The Obama administration just can't get enough of higher education. Its latest is a "college scorecard" released earlier this month to help guide students in their college search.
President Barack Obama says he wants students to get the biggest bang for their buck, and it's a follow-up to his call for "datapalooza" two years ago.
"In an economy where some higher education is still the surest ticket to the middle class, the choices that Americans make when searching for and selecting a college have never been more important," according to a statement from the White House.
The scorecard highlights lots of information, including tuition cost, debt load, graduation rates and average graduate income. But the list falls short on numerous levels.
In his weekly address on Sept. 12, Obama said, "Americans will now have access to reliable data on every institution of higher education."
Well, not every institution.
The scorecard is far from complete, and blatantly leaves out conservative colleges — and ones that take pride in refusing federal dollars. On that list is Michigan's Hillsdale College, a private liberal arts institution — and my alma mater. The college doesn't even accept federal money in the form of student grants or loans. Pennsylvania's Grove City College, which also doesn't take federal funding, was left out, too.
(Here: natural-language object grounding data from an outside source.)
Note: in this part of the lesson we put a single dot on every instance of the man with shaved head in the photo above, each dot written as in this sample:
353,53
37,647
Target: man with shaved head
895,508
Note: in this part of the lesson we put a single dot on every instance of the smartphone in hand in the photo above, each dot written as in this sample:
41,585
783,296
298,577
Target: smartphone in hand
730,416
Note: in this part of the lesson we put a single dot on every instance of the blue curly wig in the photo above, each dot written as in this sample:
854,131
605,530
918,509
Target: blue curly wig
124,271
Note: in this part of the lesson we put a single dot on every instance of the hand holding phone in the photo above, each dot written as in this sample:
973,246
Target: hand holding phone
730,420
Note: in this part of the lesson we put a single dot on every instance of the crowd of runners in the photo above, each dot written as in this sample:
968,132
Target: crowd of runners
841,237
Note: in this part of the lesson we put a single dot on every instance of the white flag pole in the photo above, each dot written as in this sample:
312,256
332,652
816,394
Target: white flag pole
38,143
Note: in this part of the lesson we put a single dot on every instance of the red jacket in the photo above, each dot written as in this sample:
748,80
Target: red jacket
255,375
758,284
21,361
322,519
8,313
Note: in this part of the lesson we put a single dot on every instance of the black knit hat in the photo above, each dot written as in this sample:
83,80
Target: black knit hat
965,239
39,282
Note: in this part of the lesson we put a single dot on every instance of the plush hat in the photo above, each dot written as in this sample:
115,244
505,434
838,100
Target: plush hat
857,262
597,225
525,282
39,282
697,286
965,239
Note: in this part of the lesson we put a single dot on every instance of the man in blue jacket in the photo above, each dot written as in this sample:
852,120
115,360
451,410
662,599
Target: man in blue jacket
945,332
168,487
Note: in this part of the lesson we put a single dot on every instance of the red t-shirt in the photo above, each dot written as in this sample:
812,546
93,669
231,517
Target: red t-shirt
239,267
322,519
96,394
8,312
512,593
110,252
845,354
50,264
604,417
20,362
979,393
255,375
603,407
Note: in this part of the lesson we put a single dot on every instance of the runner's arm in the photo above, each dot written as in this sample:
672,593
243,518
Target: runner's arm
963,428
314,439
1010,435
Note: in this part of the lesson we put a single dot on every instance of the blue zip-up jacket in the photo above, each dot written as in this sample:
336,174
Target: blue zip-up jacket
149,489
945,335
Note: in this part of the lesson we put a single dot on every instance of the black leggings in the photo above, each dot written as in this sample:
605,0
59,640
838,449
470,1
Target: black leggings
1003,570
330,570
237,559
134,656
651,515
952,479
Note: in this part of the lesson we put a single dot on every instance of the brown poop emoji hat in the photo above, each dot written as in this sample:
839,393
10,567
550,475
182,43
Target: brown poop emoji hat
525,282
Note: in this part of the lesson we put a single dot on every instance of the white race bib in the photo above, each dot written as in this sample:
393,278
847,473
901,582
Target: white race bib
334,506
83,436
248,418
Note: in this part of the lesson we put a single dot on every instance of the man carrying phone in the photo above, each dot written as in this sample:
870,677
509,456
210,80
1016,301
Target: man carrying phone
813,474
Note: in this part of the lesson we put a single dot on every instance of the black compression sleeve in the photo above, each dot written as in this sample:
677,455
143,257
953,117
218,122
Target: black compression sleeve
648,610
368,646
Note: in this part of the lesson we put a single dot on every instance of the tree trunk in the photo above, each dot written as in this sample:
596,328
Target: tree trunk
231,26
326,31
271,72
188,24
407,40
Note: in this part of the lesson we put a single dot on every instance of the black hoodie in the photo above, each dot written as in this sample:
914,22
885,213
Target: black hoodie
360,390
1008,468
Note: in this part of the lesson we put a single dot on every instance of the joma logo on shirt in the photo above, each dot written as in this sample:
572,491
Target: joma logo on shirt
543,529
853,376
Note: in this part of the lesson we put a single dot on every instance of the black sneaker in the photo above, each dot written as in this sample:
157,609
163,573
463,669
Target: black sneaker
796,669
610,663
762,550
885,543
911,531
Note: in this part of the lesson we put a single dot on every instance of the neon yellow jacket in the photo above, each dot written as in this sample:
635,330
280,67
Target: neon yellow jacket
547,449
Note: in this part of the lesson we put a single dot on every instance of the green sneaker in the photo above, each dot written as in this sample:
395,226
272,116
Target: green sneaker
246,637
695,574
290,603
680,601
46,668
Hillsdale rightly took issue with its absence from the list, and asked the federal Department of Education for its rationale. The answer, given to the college's student newspaper The Collegian, was bizarre. A department spokeswoman claimed the college was left out because "the plurality of degrees it awards are certificates" rather than four-year degrees.
That's not true whatsoever, as the college only awards four-year undergraduate degrees and master's degrees. In addition, as Hillsdale notes in a press release, the college is frequently ranked by independent organizations like U.S. News & World Report, Forbes Magazine, The Princeton Review and Kiplinger's as "one of the best liberal arts schools in the country."
The federal government should at least be honest about its motives. It left out any college that doesn't participate in Title IV federal financial aid programs — and ones that don't track and report racial demographics.
In addition, the scorecard is clearly advertising federal student aid; on the main page, students can click on a link that shows them an array of government-issued loans and aid available to them. The feds now issue and service 93 percent of student loans.
So it's in the government's best interest only to include colleges that accept federal aid.
In addition to leaving out some excellent institutions, the scorecard has other flaws. Lindsey Burke, education policy expert at the Heritage Foundation, says the Obama administration is offering a limited view of what aspects students may want to get out of their college experience.
"It's a blunt instrument," she says. "The federal government is putting its seal of approval on what it values in higher education."
By focusing on the earning average of graduates after 10 years, the scorecard unfairly ranks quality schools, including women's colleges. Many graduates may choose to stay home with their children, but that doesn't mean they didn't receive a good education — or a good value.
And rather than expanding access to information, the scorecard could constrict data, as independent entities like Kiplinger's and Forbes may not want to compete with the federal government.
The scorecard is the latest federal interference in the college realm. And much like its other efforts — such as in the area of student loans — the unintended consequences are often harmful for students, rather than helpful.
"This administration has really grown the federal fingerprint on higher education," says Burke.